Issue756

Title Unintended behavior change for reward progress in lazy search
Priority feature Status resolved
Superseder Nosy List jendrik, malte, manuel, mkatz, silvan
Assigned To manuel Keywords
Optional summary

Created on 2017-12-20.12:21:57 by mkatz, last changed by manuel.

Messages
msg7337 (view) Author: manuel Date: 2018-07-30.14:30:57
I close this issue because most of us agree with keeping the current behavior.
msg7314 (view) Author: silvan Date: 2018-07-24.12:40:04
I was interested in getting this issue from my radar :-)

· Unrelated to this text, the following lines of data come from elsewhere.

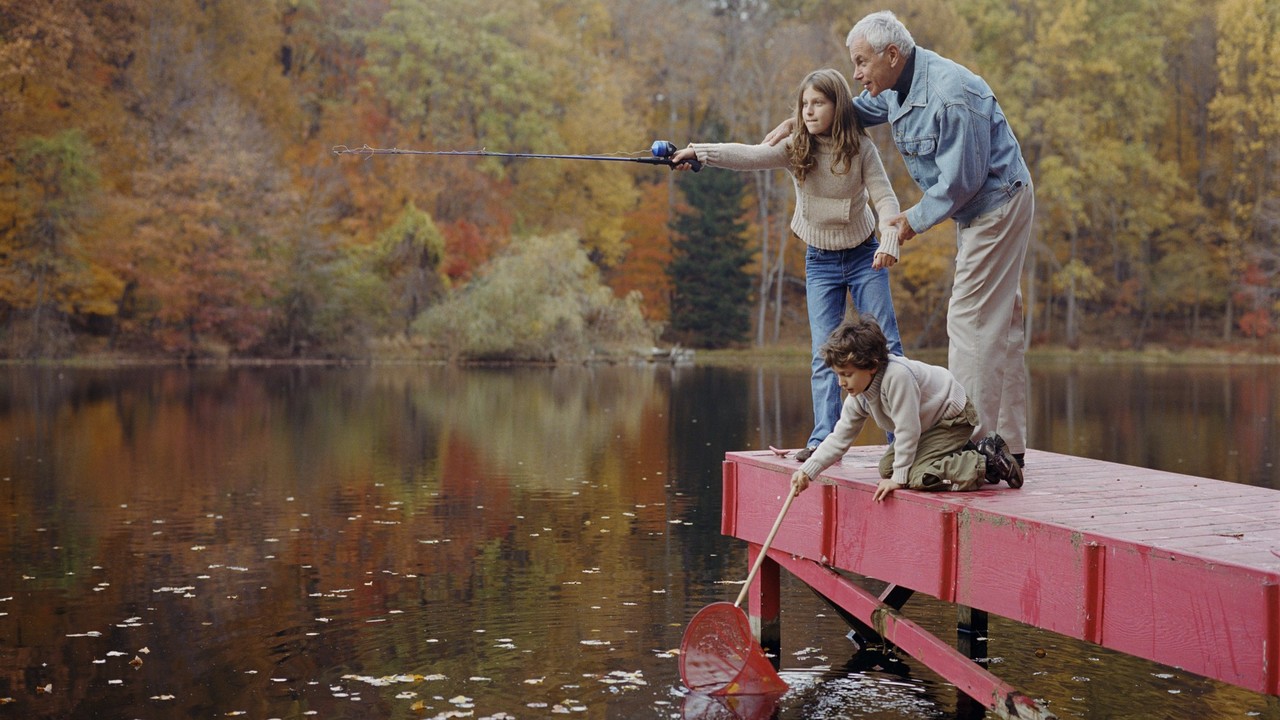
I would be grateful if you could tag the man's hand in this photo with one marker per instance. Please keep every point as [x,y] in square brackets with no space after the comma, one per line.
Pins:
[882,491]
[904,228]
[799,481]
[781,132]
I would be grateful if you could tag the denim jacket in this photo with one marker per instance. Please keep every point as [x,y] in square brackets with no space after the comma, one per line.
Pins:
[954,140]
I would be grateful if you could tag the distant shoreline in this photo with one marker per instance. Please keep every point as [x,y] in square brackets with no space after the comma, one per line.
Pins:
[771,356]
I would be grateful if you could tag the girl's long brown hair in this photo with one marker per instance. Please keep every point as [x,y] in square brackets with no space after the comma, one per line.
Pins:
[846,131]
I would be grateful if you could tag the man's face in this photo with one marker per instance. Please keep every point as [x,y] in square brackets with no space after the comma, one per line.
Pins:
[874,72]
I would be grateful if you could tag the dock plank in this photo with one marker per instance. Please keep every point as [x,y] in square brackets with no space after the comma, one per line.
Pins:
[1171,568]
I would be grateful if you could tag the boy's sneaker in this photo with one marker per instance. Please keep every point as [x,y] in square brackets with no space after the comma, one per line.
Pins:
[1001,464]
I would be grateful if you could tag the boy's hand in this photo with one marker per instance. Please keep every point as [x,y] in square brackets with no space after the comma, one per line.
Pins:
[882,491]
[799,481]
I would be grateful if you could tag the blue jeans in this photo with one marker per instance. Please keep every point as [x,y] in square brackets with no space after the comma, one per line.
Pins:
[828,276]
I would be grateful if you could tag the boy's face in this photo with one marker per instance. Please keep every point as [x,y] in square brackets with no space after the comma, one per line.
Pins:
[853,379]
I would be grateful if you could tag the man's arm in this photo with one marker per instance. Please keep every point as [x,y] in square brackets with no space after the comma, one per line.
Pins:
[963,159]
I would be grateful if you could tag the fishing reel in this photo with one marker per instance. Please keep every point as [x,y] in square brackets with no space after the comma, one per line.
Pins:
[664,149]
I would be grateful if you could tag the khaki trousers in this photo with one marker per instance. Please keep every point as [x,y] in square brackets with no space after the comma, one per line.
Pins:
[984,318]
[941,460]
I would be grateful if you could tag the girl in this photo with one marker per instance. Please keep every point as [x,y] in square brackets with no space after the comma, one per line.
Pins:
[835,169]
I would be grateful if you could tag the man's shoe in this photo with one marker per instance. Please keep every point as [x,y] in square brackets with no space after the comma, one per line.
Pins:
[974,447]
[1001,464]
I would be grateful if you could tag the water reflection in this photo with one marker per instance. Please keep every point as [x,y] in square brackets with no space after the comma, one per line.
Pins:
[432,542]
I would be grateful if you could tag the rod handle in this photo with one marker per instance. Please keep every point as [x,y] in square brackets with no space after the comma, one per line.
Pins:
[666,149]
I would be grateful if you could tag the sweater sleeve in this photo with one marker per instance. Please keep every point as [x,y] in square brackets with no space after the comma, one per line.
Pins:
[737,156]
[841,438]
[900,396]
[881,191]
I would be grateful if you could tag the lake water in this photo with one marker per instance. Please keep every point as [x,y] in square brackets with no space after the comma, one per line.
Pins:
[493,543]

I think the differences are too small to add a new option here, and thus also
vote for keeping the current behavior.
msg7313 (view) Author: jendrik Date: 2018-07-24.12:13:30
I also like Manuel's suggestion.
msg7312 (view) Author: malte Date: 2018-07-24.12:11:27
Every option has a cost in maintenance, documentation, understandability,
cognitive load and debuggability. I would rather not introduce a new one unless
there is a significant gain to be had from that. I like Manuel's suggestion.
What do the others think? (For example Silvan, you inquired about this recently,
so perhaps you're interested in the status?)
msg7311 (view) Author: mkatz Date: 2018-07-24.12:04:24
How about keeping both options, introducing yet another parameter to the search?
msg7310 (view) Author: manuel Date: 2018-07-24.11:47:39
Rewarding progress at the initial state does not show significant effects on
eager search.

For the experiment, I have set the boost value to 1000, because the standard
boost value is 0.

Configuration issue756-base is without reward at the initial state and
issue756-v2 is with a reward at the initial state.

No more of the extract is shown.